Now ds has written a letter to his daddy, saying "I love you so much and mummy loves you so much too so we have made you these bracelets ", and he's sealed it up in an envelope with Dh's name on the front. He wants to put a stamp on it and walk to the post box .

I can't possibly post it , can I???

Floundering Sun 05-Jul-15 10:46:52

Can you take the letter.out + edit it.to leave out the mummy.loves.you bit?

Toffeelatteplease Sun 05-Jul-15 10:49:13

What provision is there in the court order fofor letter box contact.

Agree the and mummy loves you bit must come out too

Collaborate Sun 05-Jul-15 10:55:49

It's not you contacting H but your son. Though I agree that you want to be making it clear that the "mummy loves you so much too" is struck out. Perhaps ask him to write it again and explain that you don't love him any more so he can't write that? God, it's a hard one isn't it?

breachee Sun 05-Jul-15 11:03:41

The trouble is, I've explained carefully and on many occasions to ds that I love daddy just as much as I ever did , but it isn't safe for us to live together any more. DH also knows this (eg of course I love you and have no intention of divorcing you, but my job is to put safe walls around the children so I will never live with you again). It's all so confusing. No wonder poor ds is confused!

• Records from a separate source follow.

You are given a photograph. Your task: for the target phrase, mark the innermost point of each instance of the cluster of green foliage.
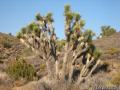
(116, 79)
(107, 31)
(20, 69)
(6, 44)
(112, 51)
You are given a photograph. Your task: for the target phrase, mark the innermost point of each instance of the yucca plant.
(78, 44)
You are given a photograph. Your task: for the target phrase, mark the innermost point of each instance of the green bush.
(6, 44)
(107, 31)
(20, 69)
(116, 79)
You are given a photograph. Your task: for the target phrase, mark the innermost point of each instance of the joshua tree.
(41, 37)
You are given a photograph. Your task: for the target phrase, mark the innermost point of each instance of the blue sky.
(14, 14)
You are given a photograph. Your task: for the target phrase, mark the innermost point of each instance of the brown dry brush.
(41, 38)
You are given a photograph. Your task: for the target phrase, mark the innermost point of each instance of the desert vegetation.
(36, 59)
(78, 53)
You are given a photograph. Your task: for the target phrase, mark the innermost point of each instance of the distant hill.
(110, 46)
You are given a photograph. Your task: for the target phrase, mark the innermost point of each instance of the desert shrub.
(7, 44)
(116, 79)
(43, 66)
(20, 69)
(107, 31)
(112, 51)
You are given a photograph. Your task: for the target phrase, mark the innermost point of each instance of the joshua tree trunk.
(65, 62)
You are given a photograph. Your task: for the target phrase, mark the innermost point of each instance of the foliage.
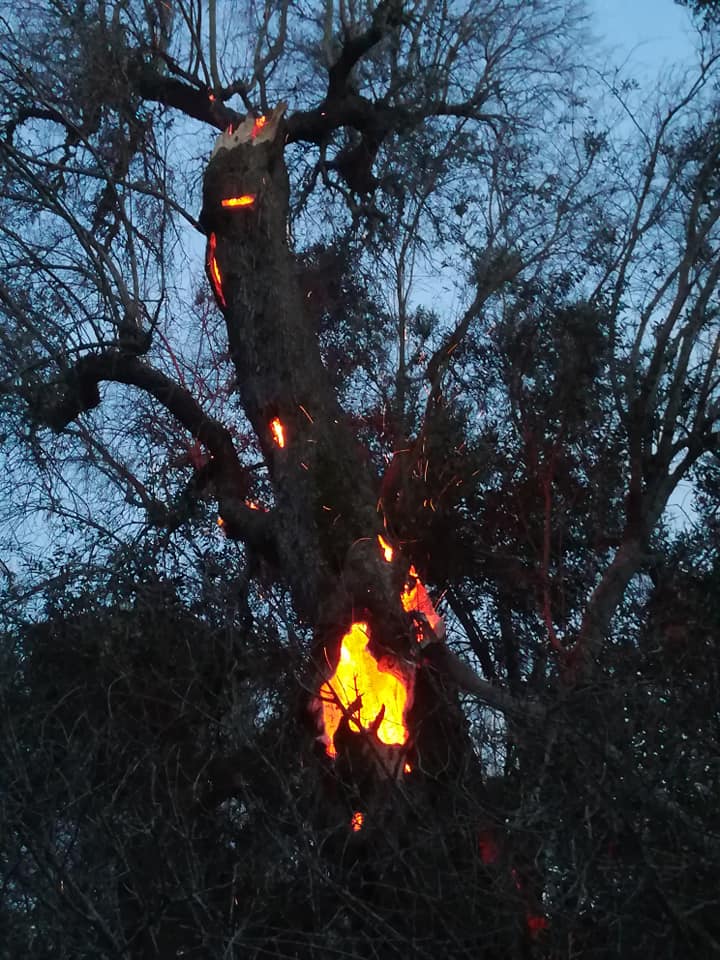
(481, 299)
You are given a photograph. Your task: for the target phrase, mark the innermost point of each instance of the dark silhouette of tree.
(211, 479)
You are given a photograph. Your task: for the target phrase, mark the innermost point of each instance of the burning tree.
(441, 511)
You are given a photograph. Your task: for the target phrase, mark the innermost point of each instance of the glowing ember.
(214, 270)
(257, 126)
(278, 431)
(415, 599)
(385, 547)
(536, 924)
(246, 200)
(367, 691)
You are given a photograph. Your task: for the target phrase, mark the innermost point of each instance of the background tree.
(483, 311)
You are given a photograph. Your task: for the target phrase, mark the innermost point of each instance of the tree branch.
(78, 392)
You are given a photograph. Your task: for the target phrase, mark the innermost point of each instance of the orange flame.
(257, 126)
(386, 548)
(278, 431)
(415, 599)
(367, 691)
(246, 200)
(214, 270)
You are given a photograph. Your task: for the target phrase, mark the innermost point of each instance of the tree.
(189, 773)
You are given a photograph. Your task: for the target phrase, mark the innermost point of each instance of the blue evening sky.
(651, 33)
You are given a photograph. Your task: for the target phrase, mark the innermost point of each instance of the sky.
(653, 34)
(648, 37)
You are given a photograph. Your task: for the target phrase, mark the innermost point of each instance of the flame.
(278, 431)
(386, 548)
(246, 200)
(214, 270)
(415, 599)
(257, 126)
(366, 690)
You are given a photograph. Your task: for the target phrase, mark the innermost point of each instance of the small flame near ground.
(246, 200)
(386, 548)
(374, 695)
(278, 431)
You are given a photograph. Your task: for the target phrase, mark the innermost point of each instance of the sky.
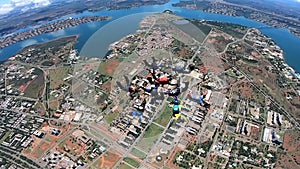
(7, 6)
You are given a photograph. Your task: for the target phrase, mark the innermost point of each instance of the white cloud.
(26, 4)
(6, 8)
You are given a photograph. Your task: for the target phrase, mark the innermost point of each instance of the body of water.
(118, 28)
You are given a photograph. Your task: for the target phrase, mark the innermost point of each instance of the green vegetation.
(204, 146)
(36, 87)
(229, 28)
(150, 137)
(57, 76)
(124, 166)
(152, 131)
(188, 160)
(138, 153)
(165, 116)
(132, 162)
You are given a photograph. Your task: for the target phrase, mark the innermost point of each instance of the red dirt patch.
(109, 159)
(111, 66)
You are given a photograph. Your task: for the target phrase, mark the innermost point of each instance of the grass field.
(153, 131)
(151, 135)
(35, 88)
(132, 162)
(138, 153)
(165, 116)
(57, 76)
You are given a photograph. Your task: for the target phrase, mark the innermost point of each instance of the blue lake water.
(286, 40)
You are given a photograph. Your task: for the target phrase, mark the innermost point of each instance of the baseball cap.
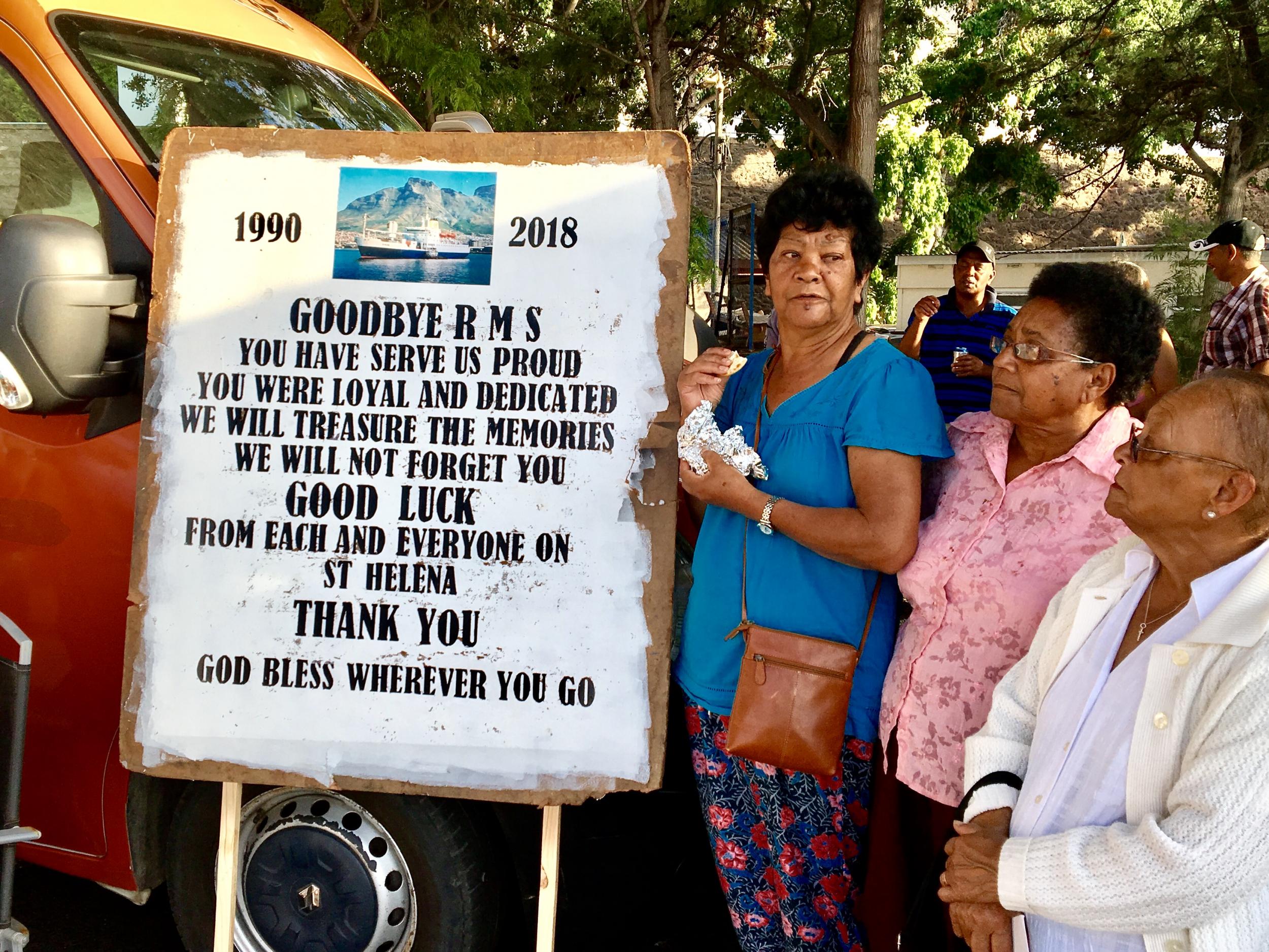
(980, 247)
(1242, 232)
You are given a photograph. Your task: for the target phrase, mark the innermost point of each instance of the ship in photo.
(427, 241)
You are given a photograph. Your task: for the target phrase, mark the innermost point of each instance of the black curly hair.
(1116, 320)
(825, 193)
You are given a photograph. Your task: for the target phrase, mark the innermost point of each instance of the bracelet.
(765, 522)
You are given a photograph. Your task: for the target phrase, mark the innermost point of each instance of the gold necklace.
(1146, 621)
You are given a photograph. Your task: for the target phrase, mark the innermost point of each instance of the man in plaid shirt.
(1239, 333)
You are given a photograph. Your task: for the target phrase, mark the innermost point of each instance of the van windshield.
(156, 80)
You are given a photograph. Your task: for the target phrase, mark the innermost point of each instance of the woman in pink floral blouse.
(1018, 511)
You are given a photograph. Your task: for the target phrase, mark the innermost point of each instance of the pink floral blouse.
(986, 565)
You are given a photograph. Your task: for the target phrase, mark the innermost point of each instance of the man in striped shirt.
(965, 319)
(1239, 332)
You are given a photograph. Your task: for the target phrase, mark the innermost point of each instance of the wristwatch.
(765, 522)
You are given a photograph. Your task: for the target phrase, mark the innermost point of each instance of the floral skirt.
(787, 844)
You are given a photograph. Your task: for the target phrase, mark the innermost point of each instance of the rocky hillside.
(1131, 211)
(417, 199)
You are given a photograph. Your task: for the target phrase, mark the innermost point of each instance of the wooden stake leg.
(549, 887)
(226, 867)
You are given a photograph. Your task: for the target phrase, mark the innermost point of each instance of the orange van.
(88, 92)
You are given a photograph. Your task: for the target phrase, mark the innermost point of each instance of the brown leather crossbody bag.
(791, 702)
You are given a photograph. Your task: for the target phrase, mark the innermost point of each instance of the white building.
(919, 276)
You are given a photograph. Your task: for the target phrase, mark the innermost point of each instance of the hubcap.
(320, 874)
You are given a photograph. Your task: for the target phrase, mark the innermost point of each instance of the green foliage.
(1118, 83)
(16, 103)
(701, 264)
(504, 59)
(882, 299)
(1182, 294)
(915, 168)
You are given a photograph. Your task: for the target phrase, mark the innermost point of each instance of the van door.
(66, 531)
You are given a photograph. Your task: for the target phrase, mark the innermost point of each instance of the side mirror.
(57, 299)
(461, 122)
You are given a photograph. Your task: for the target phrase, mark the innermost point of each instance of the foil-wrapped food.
(699, 432)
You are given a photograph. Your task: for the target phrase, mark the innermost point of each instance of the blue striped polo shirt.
(948, 329)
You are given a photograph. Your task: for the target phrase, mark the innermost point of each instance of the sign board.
(407, 497)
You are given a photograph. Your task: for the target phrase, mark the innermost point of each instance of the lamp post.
(720, 160)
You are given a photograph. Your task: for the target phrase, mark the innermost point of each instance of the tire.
(453, 871)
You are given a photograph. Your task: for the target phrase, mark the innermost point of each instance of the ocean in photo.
(473, 269)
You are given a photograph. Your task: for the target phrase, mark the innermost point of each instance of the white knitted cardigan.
(1189, 870)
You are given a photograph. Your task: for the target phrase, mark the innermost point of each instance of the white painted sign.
(395, 523)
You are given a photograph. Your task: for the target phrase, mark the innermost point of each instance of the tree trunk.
(660, 92)
(359, 24)
(1234, 184)
(861, 153)
(1231, 199)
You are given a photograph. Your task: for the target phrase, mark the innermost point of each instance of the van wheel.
(337, 872)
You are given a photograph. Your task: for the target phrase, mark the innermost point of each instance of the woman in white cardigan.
(1139, 722)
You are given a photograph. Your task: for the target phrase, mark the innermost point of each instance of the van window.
(37, 173)
(156, 80)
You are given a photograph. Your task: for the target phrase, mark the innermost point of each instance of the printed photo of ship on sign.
(424, 225)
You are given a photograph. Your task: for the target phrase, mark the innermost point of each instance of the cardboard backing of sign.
(653, 497)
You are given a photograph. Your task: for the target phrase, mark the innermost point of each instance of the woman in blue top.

I can't strike the "mummy loves you " bit out of the letter, because it's smack in the middle and is basically the main part of the text. Maybe I should explain to ds that it would be confusing and upsetting for daddy, and ask him to rewrite the letter. Also, I need to take out the bracelet I made!

breachee Sun 05-Jul-15 11:10:42

The non molestation order says Dh must not contact me in any way, including letters, e mail, texts etc. It doesn't mention the children at all (their school thought that was very odd).

There's nothing legal in place about contact with the children . I just told him verbally during an earlier breach that I wouldn't agree to anything except the contact centre , and that he didn't need to waste any money on solicitors because the family court were almost certain to agree with me .

Toffeelatteplease Sun 05-Jul-15 11:17:41

be confusing and upsetting for daddy, and ask him to rewrite the letter. Also, I need to take out the bracelet I made!

Yes this. Personally I wouldn't send it and let sleeping dogs lie. Far safer for your child if your ex leaves you both well alone. I would however keep it in a box so you can send it later if needs or court organise letter box contact . Not pc or the "right" thing of course

breachee Sun 05-Jul-15 11:25:41

Yes , toffee, I think you are right. My instinct is to ' forget ' to send it, and just leave it lying out of sight somewhere. If ds asks, I will explain that I was uncomfortable about sending it, and ask him to rewrite the letter.

RochelleGoyle Tue 07-Jul-15 10:41:45

Maybe I should explain to ds that it would be confusing and upsetting for daddy, and ask him to rewrite the letter. Also, I need to take out the bracelet I made!

This, I think. If you want him to stick to the court order, you shouldn't do anything which might encourage him to breach it again. A very tough situation though, especially for your child.

rainbowrob Wed 12-Aug-15 21:05:18

You sound quite confused yourself sad, sorry if I'm getting that wrong, Its just if you're telling DH that you still love him and don't want a divorce ect but you must be aware of how bad it is if he's being reported for breaching a non mol. I know there are cases where partners reconcile so the breaches aren't reported because things are patched up but if you're reporting them you obviously know how serious it all is, But it sounds like you're relationship with dh is more confusing for you and for him than for your son. Have you done the freedom programme? Sorry if I'm misinterpreting! It just sounds like you're not sure yourself.